Do Microglia Drive Depressive Symptoms in Neurological Disorders?
MICROGLIA have been shown in previous research to be activated in several neurological diseases, including Parkinson’s disease and Alzheimer’s disease. Patients with such neurological diseases often report a negative mood, which researchers from Linköping University, Linköping, Sweden, have determined in a recent study is contributed to by microglia.
The role of inflammation in depressive symptoms and disorders has been suggested by numerous researchers, but the exact mechanism is not yet known. The researchers from Linköping University used bidirectional chemogenetic manipulations, which enabled them to alter the activity of the microglia specifically. Through controlling the microglial activity in mice, they were able to investigate how microglial signalling regulates mood. They found that local cytokine expression and a negative affective state, characterised by anhedonia and aversion, was induced when microglia were activated in the dorsal striatum.
Additionally, they explored the role of microglia in the link between the immune system and mood by inhibiting microglial cells. When the microglial cells were inactivated, aversion induced by systemic inflammation was blocked. Two signal molecules, IL-6 and prostaglandin E2, were identified to be crucial to the inflammation-induced aversion, on which lead author Prof David Engblom commented: “It’s not surprising that these signal substances are central, but we were a bit surprised that it is the microglial cells that release these molecules.” Finally, a reduction in the excitability of striatal neurons was induced by microglial activation, which was prostaglandin dependent.

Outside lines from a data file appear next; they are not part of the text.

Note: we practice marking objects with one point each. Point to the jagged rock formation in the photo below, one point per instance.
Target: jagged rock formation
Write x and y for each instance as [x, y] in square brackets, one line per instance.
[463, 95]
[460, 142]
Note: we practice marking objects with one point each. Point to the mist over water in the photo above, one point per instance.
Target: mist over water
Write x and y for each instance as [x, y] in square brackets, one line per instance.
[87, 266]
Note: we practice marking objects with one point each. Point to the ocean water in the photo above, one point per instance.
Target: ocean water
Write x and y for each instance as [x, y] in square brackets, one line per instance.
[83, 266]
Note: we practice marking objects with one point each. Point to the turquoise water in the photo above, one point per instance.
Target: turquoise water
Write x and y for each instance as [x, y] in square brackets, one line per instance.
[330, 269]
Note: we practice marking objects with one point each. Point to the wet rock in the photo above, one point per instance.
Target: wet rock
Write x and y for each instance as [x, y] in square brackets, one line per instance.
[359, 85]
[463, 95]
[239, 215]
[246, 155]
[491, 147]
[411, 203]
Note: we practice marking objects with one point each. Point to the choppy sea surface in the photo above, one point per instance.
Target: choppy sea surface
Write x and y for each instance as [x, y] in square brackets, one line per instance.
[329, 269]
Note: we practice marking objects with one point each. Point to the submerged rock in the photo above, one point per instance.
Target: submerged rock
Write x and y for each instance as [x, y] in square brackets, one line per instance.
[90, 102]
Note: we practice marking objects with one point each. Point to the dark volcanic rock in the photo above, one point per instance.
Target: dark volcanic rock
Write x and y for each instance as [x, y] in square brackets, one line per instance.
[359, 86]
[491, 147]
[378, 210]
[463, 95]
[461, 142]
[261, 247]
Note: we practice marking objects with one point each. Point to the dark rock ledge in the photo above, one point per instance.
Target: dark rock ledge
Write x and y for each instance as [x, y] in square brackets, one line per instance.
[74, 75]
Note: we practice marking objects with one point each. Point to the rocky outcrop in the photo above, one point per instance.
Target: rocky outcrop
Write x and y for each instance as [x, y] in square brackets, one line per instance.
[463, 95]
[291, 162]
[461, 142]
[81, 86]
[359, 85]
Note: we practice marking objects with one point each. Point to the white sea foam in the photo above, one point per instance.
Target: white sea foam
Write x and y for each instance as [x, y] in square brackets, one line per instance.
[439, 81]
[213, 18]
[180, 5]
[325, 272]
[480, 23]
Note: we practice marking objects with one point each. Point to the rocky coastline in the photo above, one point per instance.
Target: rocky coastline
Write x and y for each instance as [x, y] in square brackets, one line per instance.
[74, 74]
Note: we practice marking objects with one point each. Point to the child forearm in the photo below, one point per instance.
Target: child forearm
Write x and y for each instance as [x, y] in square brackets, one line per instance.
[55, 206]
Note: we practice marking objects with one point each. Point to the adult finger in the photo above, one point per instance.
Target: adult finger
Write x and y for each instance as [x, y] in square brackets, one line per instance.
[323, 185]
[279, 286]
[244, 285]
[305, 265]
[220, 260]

“Our results show that the activation of microglial cells is sufficient to create aversion and negative mood in mice,” said Prof Engblom. He noted that it is not far reaching to suggest that similar processes take place in several human diseases, and therefore that activated microglia contribute to depressed mood in people with inflammatory and neurological diseases. If further research confirms this mechanism in humans, it will provide a much-needed new drug target for hard-to-treat depressive symptoms and disorders.